The expectation that a viewer would come to the documentary with extensive foreknowledge isn’t really a fair one, or one likely to result in clarity. But clarity isn’t the goal of this film. An inaccurate statement by Carmel Wakefield, for example—that her husband was listed last on the Lancet paper, that he simply “collated” the findings—was only quietly refuted several frames later, when his name (listed first) is underlined on the paper as his lawyer speaks about something else. Wakefield’s lawyer—rather than a scientist, for example—explains the Lancet paper’s conclusions to viewers.

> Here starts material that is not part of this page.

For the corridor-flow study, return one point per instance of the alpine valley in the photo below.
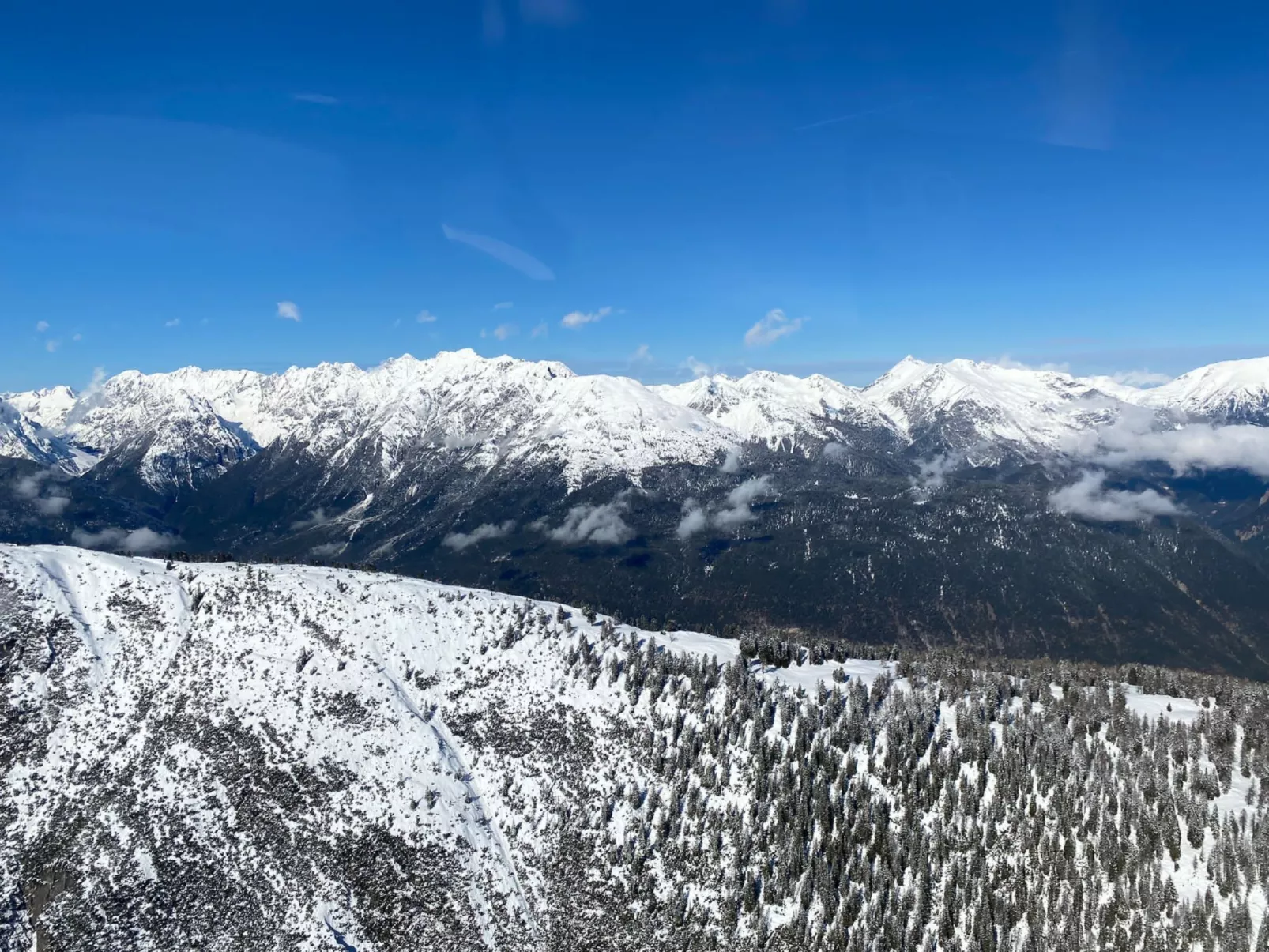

Wakefield’s brother provides us with commentary on a trial.
A mournful, occasionally stirring violin soundtrack plays through the film as we spin through scenes of Wakefield sitting on bleachers, doing yoga, worrying about his children, Wakefield giving a toast to a group of generous chiropractors, Carmel Wakefield telling her daughter they can’t afford their house anymore as legal bills mount, Wakefield’s mother telling him she hopes he is “cleared in the eyes of your peers before anything happens” to his father, Wakefield chopping wood in a tank top.
You can refute some of his statements, and question him about his discrepancies, and show news footage of Anderson Cooper reaming him on CNN, but the decision to physically focus this documentary entirely within Andrew Wakefield’s perspective, giving him and his family an opportunity to repaint himself as wronged and his research as ethical when there is quite a lot of evidence to the contrary, is an odd one, given the stakes of the subject matter. Is it artful to project ambiguity onto a subject that is, at this point, pretty unambiguous? When the topic of a documentary involves a basic health decision that could put a viewer’s kid, or someone else’s kid, in the hospital, is it responsible to let viewers walk out in a state of confusion?
Correction: A previous version of this post said that measles had been eradicated in the US and UK. The correct term is ‘eliminated.’